Dia mengungkapkan, pertumbuhan negatif di asuransi jiwa ini sangat mempengaruhi industri asuransi secara keseluruhan. Kemudian, dua perusahaan ini juga turut mempengaruhi pandangan masyarakat terhadap produk asuransi.

Badan Perlindungan Konsumen Nasional (BPKN) mengungkapkan potensi kerugian nasabah dari dua perusahaan asuransi jiwa nasional yakni Bumiputera dan Asuransi Jiwasraya (Persero). Nasabah dari dua perusahaan asuransi pelat merah tersebut berpotensi merugi sekitar Rp 40-50 triliun.

BPKN menilai bahwa kedua perusahaan tersebut terlibat dalam kejahatan korporasi yaitu menghancurkan perusahaan dari internalnya sendiri.

"Ini sifatnya massive dan hebatnya Bumiputera dua tahun lalu kita dengar ada collapse dan sebagainya. Tapi itu sebenarnya self destroying dalam konteks kejahatan korporasi.

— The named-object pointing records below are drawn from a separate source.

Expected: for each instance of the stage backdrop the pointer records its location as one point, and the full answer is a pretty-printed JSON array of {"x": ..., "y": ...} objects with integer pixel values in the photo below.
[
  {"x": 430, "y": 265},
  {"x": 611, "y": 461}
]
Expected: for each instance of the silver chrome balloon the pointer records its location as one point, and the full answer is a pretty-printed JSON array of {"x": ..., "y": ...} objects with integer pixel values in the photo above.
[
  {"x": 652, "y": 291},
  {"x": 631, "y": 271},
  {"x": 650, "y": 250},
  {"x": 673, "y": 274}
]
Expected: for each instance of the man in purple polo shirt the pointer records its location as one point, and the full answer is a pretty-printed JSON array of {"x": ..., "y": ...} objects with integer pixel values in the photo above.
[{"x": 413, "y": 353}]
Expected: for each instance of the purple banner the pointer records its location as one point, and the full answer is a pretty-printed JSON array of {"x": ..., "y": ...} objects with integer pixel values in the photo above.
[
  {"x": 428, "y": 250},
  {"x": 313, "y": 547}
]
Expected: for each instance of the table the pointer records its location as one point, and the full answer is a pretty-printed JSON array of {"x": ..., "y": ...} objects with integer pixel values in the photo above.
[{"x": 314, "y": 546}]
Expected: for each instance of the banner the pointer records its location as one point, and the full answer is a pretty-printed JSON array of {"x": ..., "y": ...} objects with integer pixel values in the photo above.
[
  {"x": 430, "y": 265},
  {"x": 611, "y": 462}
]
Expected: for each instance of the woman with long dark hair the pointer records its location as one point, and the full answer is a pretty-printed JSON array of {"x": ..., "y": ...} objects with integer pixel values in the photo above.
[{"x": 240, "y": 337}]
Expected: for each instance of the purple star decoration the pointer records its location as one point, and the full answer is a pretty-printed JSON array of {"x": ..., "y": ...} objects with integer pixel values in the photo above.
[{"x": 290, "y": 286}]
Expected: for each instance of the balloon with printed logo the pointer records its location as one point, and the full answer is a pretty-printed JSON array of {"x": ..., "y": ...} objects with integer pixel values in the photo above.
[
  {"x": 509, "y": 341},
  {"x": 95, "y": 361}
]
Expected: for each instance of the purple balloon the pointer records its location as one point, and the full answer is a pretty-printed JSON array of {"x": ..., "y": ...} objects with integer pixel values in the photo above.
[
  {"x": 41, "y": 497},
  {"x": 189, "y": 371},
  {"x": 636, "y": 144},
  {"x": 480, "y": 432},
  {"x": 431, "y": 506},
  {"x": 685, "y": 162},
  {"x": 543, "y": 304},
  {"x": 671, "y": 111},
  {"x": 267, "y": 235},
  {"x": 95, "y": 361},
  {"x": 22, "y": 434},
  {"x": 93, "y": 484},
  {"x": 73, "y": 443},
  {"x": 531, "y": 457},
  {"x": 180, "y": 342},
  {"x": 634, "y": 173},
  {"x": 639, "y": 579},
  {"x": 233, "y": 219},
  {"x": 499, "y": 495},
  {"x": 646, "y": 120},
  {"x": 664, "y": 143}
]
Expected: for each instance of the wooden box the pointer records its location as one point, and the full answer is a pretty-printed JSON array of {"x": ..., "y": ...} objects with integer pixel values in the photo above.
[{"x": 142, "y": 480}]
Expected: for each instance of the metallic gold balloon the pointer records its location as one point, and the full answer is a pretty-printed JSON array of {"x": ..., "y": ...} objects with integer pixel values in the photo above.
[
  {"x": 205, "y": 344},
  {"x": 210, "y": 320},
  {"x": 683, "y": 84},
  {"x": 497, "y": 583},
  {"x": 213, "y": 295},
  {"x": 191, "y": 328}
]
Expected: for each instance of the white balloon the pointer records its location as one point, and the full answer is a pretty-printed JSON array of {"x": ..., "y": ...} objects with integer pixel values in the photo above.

Jadi ada mekanisme self destroying sehingga bisa dipailitkan," imbuh Rizal.

Untuk itu, BPKN mendorong tindakan hukum yang bisa dijatuhkan pada dua perusahaan asuransi tersebut.

Rizal menuturkan, sebanyak 7 juta nasabah Jiwasraya dan 12 juta nasabah Bumiputera bisa jadi sasaran empuk para oknum jika kasus ini tak diselesaikan.

"Jangan sampai oknum-oknum ini berusaha memanfaatkan celah untuk merugikan masyarakat dan konsumen. Kedua asuransi ini jutaan nasabahnya, Jiwasraya 7 juta, dan Bumiputera 12 juta, bayangkan betapa massive-nya," pungkas Rizal.